An LED draws as much current as it can. That can damage the Arduino. A current limiting resistor limits how much current the LED can draw, protecting the Arduino.

Use them or plan on replacing the Arduino when the pin quits working because it has been abused too often. Your choice.

Jimmy60

Here's something to consider.

Your code only works if the LEDs are attached to sequentially numbered pins, which lacks flexibility. Here I've held the pin numbers in an array and then I can just process the array. With this approach the LEDs do not have to be on sequential pins and another LED could be added easily by adding it's pin number to the ledPin array and changing MAX_PINS to suit.

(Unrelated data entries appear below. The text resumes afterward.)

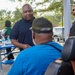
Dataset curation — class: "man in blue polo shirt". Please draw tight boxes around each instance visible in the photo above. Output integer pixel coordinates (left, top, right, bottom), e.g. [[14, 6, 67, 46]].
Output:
[[7, 17, 62, 75], [10, 4, 34, 51]]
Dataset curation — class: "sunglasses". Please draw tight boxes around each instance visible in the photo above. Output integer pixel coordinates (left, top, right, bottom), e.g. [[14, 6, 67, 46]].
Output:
[[72, 9, 75, 11]]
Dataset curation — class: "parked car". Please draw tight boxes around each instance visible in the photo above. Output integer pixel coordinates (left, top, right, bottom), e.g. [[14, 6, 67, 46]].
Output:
[[53, 27, 64, 41]]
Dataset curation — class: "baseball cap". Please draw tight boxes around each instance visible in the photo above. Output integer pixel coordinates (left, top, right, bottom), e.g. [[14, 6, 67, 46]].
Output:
[[30, 17, 53, 33]]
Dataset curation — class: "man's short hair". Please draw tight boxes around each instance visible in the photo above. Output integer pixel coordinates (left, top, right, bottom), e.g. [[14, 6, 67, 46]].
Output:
[[31, 17, 53, 33]]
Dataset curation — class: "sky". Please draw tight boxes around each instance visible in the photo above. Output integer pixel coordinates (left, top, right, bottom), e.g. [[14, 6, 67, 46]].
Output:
[[0, 0, 23, 11]]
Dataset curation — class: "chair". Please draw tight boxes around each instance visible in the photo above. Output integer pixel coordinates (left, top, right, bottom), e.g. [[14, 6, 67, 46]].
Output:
[[44, 36, 75, 75]]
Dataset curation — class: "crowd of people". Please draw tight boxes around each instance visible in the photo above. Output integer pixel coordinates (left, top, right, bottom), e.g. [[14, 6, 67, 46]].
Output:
[[0, 4, 75, 75]]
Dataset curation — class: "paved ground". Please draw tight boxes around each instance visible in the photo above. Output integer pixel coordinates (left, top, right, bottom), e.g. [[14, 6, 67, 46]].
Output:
[[0, 42, 64, 75]]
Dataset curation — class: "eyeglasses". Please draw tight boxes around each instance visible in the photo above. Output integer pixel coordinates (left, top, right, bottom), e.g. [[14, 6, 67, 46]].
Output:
[[72, 9, 75, 11]]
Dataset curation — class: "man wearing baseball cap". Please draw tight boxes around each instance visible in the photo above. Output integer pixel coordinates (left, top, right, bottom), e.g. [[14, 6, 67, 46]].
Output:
[[7, 17, 62, 75]]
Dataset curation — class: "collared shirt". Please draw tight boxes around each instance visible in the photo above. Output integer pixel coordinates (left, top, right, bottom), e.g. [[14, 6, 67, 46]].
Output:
[[10, 18, 34, 46]]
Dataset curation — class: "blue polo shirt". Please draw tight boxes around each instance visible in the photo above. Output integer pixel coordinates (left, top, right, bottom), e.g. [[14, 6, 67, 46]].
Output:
[[10, 18, 34, 46], [7, 42, 62, 75]]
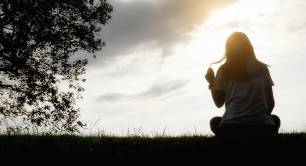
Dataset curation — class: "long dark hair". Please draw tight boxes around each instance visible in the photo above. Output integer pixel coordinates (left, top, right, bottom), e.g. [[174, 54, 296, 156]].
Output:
[[212, 32, 267, 81]]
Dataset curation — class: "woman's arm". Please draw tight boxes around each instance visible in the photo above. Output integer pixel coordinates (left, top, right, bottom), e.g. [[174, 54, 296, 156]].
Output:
[[205, 68, 225, 108], [210, 88, 225, 108], [267, 86, 275, 114]]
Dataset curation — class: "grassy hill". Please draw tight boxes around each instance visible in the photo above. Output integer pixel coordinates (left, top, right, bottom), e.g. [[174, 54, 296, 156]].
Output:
[[0, 133, 306, 162]]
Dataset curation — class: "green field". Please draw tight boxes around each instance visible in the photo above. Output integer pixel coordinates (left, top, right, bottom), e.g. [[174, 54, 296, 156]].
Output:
[[0, 133, 306, 162]]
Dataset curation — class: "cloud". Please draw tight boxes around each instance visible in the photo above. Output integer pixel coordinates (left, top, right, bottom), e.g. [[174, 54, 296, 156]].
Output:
[[91, 0, 234, 64], [97, 80, 188, 103]]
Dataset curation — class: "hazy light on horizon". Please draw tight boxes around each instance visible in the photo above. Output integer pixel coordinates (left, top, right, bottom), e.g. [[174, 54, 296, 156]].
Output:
[[80, 0, 306, 135]]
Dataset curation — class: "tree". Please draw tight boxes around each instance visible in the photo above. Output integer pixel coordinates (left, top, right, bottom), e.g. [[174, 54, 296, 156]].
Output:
[[0, 0, 113, 133]]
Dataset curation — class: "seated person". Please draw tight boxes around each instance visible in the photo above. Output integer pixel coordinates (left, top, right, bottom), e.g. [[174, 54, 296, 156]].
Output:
[[205, 32, 280, 137]]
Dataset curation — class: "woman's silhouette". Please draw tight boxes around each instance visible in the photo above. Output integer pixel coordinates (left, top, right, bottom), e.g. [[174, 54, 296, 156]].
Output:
[[205, 32, 280, 137]]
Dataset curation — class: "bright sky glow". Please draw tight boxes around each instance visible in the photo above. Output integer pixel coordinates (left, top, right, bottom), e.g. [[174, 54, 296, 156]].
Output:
[[80, 0, 306, 135]]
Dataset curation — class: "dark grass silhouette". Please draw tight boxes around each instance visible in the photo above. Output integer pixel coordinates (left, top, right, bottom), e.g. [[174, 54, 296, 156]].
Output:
[[0, 133, 306, 164]]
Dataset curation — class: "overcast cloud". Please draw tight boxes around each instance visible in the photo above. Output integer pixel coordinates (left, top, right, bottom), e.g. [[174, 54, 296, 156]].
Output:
[[92, 0, 234, 65]]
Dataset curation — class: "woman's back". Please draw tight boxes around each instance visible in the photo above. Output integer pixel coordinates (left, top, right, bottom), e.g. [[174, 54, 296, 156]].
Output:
[[214, 63, 274, 125]]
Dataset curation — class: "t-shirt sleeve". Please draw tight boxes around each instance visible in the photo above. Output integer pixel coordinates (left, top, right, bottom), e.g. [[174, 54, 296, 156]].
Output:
[[213, 69, 225, 91], [264, 68, 274, 86]]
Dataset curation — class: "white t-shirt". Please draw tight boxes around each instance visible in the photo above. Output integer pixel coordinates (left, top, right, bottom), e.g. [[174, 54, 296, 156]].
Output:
[[213, 64, 274, 125]]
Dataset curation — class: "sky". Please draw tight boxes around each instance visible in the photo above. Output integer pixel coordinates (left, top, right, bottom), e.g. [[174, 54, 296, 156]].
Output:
[[79, 0, 306, 136]]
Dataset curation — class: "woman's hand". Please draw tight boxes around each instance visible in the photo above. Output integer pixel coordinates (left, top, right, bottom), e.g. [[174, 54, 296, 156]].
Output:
[[205, 67, 215, 85]]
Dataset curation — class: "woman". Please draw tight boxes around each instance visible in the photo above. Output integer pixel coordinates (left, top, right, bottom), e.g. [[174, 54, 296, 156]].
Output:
[[205, 32, 280, 137]]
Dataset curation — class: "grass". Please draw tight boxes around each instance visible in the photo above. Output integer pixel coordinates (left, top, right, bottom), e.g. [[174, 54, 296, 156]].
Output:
[[0, 133, 306, 162]]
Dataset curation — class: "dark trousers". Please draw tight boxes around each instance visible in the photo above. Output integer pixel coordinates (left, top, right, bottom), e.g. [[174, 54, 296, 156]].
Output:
[[210, 115, 281, 138]]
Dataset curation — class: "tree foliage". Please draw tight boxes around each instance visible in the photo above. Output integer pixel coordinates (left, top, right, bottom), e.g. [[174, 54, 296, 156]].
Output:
[[0, 0, 112, 132]]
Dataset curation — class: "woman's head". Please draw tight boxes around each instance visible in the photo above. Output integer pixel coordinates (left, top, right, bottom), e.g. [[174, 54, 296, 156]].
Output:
[[216, 32, 265, 81], [225, 32, 256, 65]]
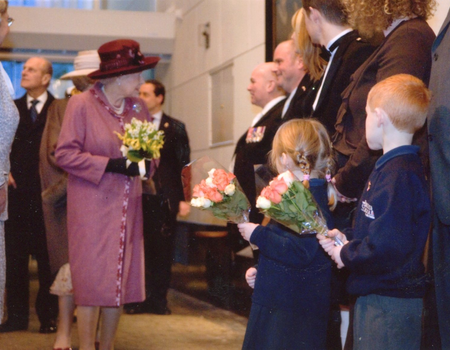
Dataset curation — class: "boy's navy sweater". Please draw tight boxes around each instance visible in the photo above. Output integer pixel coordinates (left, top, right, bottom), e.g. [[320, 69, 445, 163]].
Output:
[[341, 146, 431, 298]]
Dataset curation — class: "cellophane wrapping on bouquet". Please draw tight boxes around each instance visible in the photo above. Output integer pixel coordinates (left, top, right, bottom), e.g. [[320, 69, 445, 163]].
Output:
[[181, 157, 251, 224]]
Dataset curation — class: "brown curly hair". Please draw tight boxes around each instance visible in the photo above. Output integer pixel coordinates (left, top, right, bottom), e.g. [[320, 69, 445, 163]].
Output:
[[342, 0, 436, 38]]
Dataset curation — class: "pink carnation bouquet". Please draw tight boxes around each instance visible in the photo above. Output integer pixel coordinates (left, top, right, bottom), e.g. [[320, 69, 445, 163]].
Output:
[[182, 157, 251, 224], [256, 171, 339, 244]]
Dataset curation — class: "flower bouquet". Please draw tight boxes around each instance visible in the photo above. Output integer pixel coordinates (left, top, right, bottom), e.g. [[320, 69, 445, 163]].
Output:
[[256, 171, 342, 245], [182, 157, 251, 224], [116, 118, 164, 163]]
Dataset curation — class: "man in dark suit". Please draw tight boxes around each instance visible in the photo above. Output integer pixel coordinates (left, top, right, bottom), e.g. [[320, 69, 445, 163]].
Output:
[[303, 0, 375, 349], [0, 57, 58, 333], [273, 40, 316, 122], [233, 62, 285, 223], [125, 80, 190, 315], [423, 6, 450, 349], [303, 0, 375, 137]]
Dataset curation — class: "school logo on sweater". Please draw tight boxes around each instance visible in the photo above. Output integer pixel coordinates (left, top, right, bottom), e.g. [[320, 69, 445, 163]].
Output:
[[245, 126, 266, 143], [361, 201, 375, 219]]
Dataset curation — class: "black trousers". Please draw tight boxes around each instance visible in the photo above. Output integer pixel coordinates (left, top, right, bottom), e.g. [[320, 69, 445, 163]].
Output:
[[5, 191, 58, 324], [142, 194, 178, 307]]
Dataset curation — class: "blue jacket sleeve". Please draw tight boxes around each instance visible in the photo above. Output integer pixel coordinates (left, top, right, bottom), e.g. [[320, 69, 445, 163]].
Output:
[[250, 224, 319, 268]]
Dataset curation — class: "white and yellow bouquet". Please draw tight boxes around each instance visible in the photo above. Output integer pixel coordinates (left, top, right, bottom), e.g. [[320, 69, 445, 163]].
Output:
[[116, 118, 164, 163]]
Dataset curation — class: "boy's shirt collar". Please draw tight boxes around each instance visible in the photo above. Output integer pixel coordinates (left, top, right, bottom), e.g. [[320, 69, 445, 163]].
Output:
[[375, 145, 420, 170]]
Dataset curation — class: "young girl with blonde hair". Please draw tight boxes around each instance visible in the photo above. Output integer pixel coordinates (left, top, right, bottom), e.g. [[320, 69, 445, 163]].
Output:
[[238, 119, 334, 350]]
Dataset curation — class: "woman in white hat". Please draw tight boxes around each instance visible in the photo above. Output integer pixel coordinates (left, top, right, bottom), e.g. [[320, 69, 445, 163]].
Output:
[[39, 50, 100, 350]]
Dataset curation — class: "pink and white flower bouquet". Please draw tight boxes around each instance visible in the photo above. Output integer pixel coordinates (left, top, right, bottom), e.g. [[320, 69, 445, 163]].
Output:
[[182, 157, 251, 224], [256, 171, 334, 239]]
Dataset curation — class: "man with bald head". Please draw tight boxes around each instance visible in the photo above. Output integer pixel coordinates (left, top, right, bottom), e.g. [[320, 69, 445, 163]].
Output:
[[0, 57, 58, 333], [234, 62, 285, 223], [273, 40, 316, 122]]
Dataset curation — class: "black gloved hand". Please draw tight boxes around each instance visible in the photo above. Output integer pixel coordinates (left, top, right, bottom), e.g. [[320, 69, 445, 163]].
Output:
[[105, 158, 139, 176]]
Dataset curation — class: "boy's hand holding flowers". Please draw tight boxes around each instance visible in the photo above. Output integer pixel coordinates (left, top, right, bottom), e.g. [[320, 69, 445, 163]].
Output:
[[238, 222, 259, 241], [245, 267, 258, 289], [316, 229, 348, 269]]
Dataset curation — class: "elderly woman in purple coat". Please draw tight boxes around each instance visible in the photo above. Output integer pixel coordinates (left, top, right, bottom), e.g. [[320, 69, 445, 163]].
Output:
[[56, 40, 159, 350]]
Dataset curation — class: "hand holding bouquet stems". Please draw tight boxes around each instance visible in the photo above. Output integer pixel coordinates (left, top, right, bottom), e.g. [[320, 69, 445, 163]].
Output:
[[316, 229, 347, 269], [256, 171, 342, 245]]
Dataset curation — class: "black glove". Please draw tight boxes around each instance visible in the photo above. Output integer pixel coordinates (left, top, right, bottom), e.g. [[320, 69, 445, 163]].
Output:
[[105, 158, 139, 176]]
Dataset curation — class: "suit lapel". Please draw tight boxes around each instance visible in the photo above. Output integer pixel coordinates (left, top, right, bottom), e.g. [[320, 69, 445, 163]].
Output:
[[158, 113, 169, 131], [316, 31, 357, 109]]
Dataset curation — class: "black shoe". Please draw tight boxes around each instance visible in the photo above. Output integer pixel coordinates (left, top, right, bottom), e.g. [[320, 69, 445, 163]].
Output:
[[0, 319, 28, 333], [145, 304, 172, 315], [39, 320, 56, 334], [123, 303, 145, 315]]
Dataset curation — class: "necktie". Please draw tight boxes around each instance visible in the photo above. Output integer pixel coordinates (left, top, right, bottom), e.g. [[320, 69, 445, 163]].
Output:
[[30, 100, 39, 123]]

I did not compile or otherwise test the following:

Code: [Select]

byte ledPin[] = {5, 6, 7}         // array of pin numbers
define MAX_PINS 3                // change to match number of pins used

void setup(){
     for (byte i = 0; i < MAX_PINS; i++)
     {
          pinMode(ledPin[i], OUTPUT);     // set up all the pins as output
     }
}

void loop(){
     for (byte i = 0; i < MAX_PINS; i++)       // blink each led separately one after the other
     {
            digitalWrite(ledPin[i], HIGH); 
            delay(1000);               
            digitalWrite(ledPin[i], LOW); 
            delay(1000); 
     }
}

he3r0


Quote
even in tutorial there is LED stuck in pin 13 without any resistor

That doesn't make it right. We've been trying for years to get the team to fix that.

An LED draws as much current as it can. That can damage the Arduino. A current limiting resistor limits how much current the LED can draw, protecting the Arduino.

Use them or plan on replacing the Arduino when the pin quits working because it has been abused too often. Your choice.


Sounds logical, will do. Thanks for explanation.